Following the five-yearly refresh of reference portfolio assumptions in 2020, the NZS raised its forecast cash outperformance to 2.8 per cent – or just 0.1 per cent higher than plotted in the 2015 review. At the same time, the expected reference portfolio volatility levels jumped to 13.8 per cent in the 2020 report, compared to 13.5 per cent in 2015 and 13.2 per cent in the 2010 analysis.
Despite the gentle incline in risk and return for the reference portfolio – which serves as both a triangulation point for NZS alpha-generating activities and “a governance benchmark” – expected long-term nominal returns for the notional passive asset mix fell from 8.5 per cent in 2010 to 6.8 per cent by 2020. In 2010, NZS forecast a 7.7 per cent long-run performance for the reference portfolio.

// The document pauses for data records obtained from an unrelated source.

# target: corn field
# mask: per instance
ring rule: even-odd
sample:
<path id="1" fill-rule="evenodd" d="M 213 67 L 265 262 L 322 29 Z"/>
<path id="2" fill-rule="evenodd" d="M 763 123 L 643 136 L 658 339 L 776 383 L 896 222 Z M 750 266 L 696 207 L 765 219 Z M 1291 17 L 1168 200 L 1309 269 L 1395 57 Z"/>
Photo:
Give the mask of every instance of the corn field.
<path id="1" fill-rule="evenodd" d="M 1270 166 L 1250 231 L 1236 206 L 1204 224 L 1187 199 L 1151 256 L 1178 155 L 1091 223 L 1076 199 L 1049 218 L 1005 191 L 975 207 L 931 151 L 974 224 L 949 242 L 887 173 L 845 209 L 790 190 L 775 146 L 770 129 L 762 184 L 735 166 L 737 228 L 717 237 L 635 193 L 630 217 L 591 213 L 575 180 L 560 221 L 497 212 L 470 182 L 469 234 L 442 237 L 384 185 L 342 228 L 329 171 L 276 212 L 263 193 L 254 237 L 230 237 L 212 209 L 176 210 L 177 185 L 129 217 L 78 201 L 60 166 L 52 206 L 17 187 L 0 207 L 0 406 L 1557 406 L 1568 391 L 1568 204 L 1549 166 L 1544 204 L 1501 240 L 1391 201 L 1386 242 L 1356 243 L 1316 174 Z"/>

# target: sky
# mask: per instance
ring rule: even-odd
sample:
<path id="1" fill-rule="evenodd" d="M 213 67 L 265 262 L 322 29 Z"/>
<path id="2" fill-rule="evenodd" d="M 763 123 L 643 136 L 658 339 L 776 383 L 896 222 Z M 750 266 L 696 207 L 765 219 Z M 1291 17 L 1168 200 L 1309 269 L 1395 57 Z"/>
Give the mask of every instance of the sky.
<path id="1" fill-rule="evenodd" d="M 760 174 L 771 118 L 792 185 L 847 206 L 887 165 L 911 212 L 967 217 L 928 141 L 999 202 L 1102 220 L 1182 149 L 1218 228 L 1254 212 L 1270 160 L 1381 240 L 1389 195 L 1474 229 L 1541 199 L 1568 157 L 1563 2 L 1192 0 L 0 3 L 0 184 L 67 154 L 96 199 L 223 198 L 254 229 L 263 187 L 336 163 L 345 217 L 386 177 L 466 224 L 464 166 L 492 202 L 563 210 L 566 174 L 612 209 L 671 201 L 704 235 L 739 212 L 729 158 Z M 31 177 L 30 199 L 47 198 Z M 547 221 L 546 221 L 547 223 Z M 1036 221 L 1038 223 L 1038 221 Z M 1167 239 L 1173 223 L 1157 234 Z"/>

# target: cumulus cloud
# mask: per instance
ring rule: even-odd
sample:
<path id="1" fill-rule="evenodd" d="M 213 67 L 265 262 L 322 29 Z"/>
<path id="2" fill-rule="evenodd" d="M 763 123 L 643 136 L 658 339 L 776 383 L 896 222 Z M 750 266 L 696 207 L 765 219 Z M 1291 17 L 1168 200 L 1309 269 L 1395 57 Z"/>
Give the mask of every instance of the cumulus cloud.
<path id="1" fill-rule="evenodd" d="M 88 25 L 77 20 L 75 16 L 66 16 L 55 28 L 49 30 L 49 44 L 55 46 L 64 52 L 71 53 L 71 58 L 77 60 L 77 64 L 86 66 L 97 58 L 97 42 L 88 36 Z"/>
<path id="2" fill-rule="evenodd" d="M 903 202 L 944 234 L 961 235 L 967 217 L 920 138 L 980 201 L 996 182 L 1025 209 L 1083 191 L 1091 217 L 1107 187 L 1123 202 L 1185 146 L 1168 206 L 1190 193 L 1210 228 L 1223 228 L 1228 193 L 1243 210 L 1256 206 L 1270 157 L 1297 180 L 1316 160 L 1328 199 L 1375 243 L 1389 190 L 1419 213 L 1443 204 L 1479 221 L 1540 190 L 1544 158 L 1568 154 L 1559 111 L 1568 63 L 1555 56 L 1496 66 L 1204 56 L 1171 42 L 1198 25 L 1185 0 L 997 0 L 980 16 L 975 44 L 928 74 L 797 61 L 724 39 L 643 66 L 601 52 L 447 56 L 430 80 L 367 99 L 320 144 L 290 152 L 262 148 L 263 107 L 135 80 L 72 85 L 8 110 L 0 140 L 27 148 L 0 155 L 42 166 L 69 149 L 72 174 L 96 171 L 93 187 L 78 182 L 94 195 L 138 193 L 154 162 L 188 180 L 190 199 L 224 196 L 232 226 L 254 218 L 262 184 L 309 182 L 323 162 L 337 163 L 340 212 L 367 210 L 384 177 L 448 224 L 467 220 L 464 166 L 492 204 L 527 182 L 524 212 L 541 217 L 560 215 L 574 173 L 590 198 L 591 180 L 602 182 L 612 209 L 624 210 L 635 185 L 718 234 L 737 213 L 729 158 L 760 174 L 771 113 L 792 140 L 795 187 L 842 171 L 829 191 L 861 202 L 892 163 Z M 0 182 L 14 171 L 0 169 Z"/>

As well as the usual tweaks to asset class return assumptions, the 2020 version of the reference portfolio drops the specific emerging markets equities component of previous years.
“We retained the asset allocation of 80% to growth assets and 20% to income assets, and the 100% foreign currency hedge ratio,” the NZS report says. “The main change from the 2015 review was the decision to combine developed and emerging market equities into a single building block, global equities.”
However, the fund also made some technical adjustments to the underlying index measures used in the reference portfolio design.
“We deviated from the 2015 review in choosing to assign weights to each asset class based on widely used liquid market index weights rather than the full investable market,” the NZS review says. “This is because we considered our practical ability to invest the Reference Portfolio efficiently more important than getting access to the full investable market.”
While the review confirmed the reference portfolio exposure to NZ shares of 5 per cent remained appropriate (although the NZX represents just 0.12 per cent of global equity markets), the fund dithered on its currency hedging policy.
The report says NZ dollar dynamics have changed in the last decade with the historical positive returns from hedging falling significantly an expected stronger correlation of the Kiwi to global equities reducing diversification benefits.
“In 2020 we expect the equilibrium NZD risk premium to be less than the historical average,” the NZS says.
“… on balance, our model assumptions in the 2020 review were slightly less supportive of being fully hedged than in the 2015 review. Despite this, our modelling shows that the hedge ratio that maximises return is 100%, and that using long-term risk, the optimal hedge ratio lies in the range of 90-100%. Consequently we decided to retain a fully hedged Reference Portfolio.”
The review further ruled out including inflation-hedging strategies and commodities exposure in the reference portfolio.
“Our view is that while commodity futures attract a risk premium, this premium is low relative to the volatility of the asset class, largely derives from rebalancing and is thus not a passive source of return,” the report says. “Moreover, long commodity futures (in which we agree to buy the commodity at some future date) could be inconsistent with our Climate Change Investment Strategy, given that the most-tracked commodity futures indices are heavily exposed to energy.”
Stephen Gilmore, NZS chief investment officer, says in the report that the reference portfolio is an “alternative portfolio to the actual portfolio the Fund invests in and is designed with the Fund’s objective and mandate in mind”.
“In practice, it comprises just over half of our actual portfolio, with our active investment strategies making up the balance.”
The now almost $54 billion fund has returned (after costs but before tax) an average 10.1 per cent since inception in 2003, adding $8.5 billion above the reference portfolio.